Fighting the Fakes: Louis Vuitton and Murakami Make a Show of It
Make no mistake ? Louis Vuitton is well-equipped for combat against counterfeiters.
Tonight, Vuitton is celebrating Takashi Murakami’s “© Murakami” exhibition with a “Brooklyn Ball” at the Brooklyn Museum featuring a special performance by Kanye West, the unveiling of a new camouflage print developed by Murakami and Marc Jacobs called Monogramouflage and a special installation designed to bring attention to one of the industry’s biggest travails ? counterfeits.
But rather than simply hand out leaflets to alert guests about the importance of protecting original designs, the French luxury goods house will be taking a novel, somewhat intriguing route. Outside the museum, Vuitton is setting up 10 New York-style street vendors ? not to sell fakes, but rather authentic Louis Vuitton product and special Monogramouflage canvases that Murakami has created specifically for the exhibition.
While it may seem lighthearted on the surface, the presentation is meant to underscore just how serious Vuitton executives are taking the counterfeit trade, and how diligently they are working to stop copycats from getting their merchandise to consumers.
“We always thought that counterfeit requires zero tolerance for several reasons,” Yves Carcelle, chairman and chief executive officer of Louis Vuitton, told WWD in an exclusive interview. “It’s a gray economy that escapes all rules of normal labor and normal economic rules and taxations, so it’s a bad thing for every state in the world.

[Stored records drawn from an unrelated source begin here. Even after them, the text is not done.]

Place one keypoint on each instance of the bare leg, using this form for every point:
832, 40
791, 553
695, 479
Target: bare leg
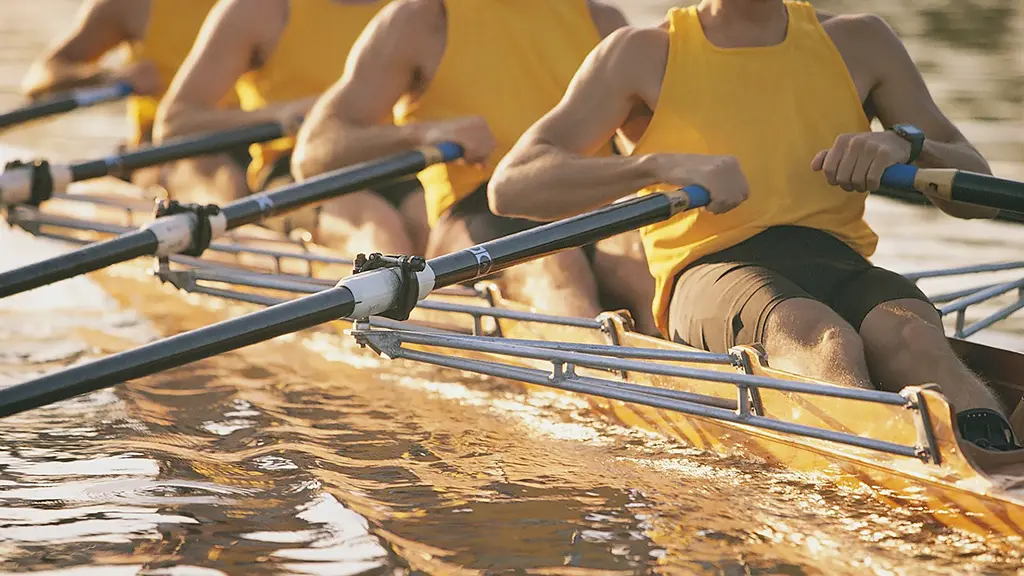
621, 269
363, 222
560, 284
905, 345
414, 211
806, 337
206, 179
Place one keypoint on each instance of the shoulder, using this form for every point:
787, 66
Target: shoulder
404, 27
607, 18
128, 15
864, 29
248, 15
633, 46
411, 14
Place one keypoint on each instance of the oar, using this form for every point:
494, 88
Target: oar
37, 181
66, 101
399, 284
188, 229
957, 186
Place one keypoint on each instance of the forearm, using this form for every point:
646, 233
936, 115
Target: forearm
548, 183
331, 145
961, 156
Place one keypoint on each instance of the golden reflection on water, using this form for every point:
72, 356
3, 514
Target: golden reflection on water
305, 456
301, 455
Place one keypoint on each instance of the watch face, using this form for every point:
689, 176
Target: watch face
908, 129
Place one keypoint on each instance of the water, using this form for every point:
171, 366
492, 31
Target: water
305, 456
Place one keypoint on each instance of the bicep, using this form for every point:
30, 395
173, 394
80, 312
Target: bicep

Secondly, it’s bad for any kind of creativity, research and development, because if you don’t protect intellectual property, why should people dedicate time and energy to create?”
Carcelle will highlight the issue in a press conference with Brooklyn Museum director Arnold Lehman and New York City deputy mayor Ed Skyler prior to the gala’s cocktail hour tonight.
Vuitton is no newcomer in the fight against counterfeiters. This year also marks the centennial of its first court case. In 1908, the brand won a ruling from the Paris Appeal Court to halt the distribution of look-alike trunks.
The luxury brand now employs a 40-member team that focuses exclusively on protecting its trademarks, designs, models, copyrights and domain names. The team is based in Paris, with regional offices in New York, Tokyo, Hong Kong, Milan, Dubai, Buenos Aires and Guangzhuo, China.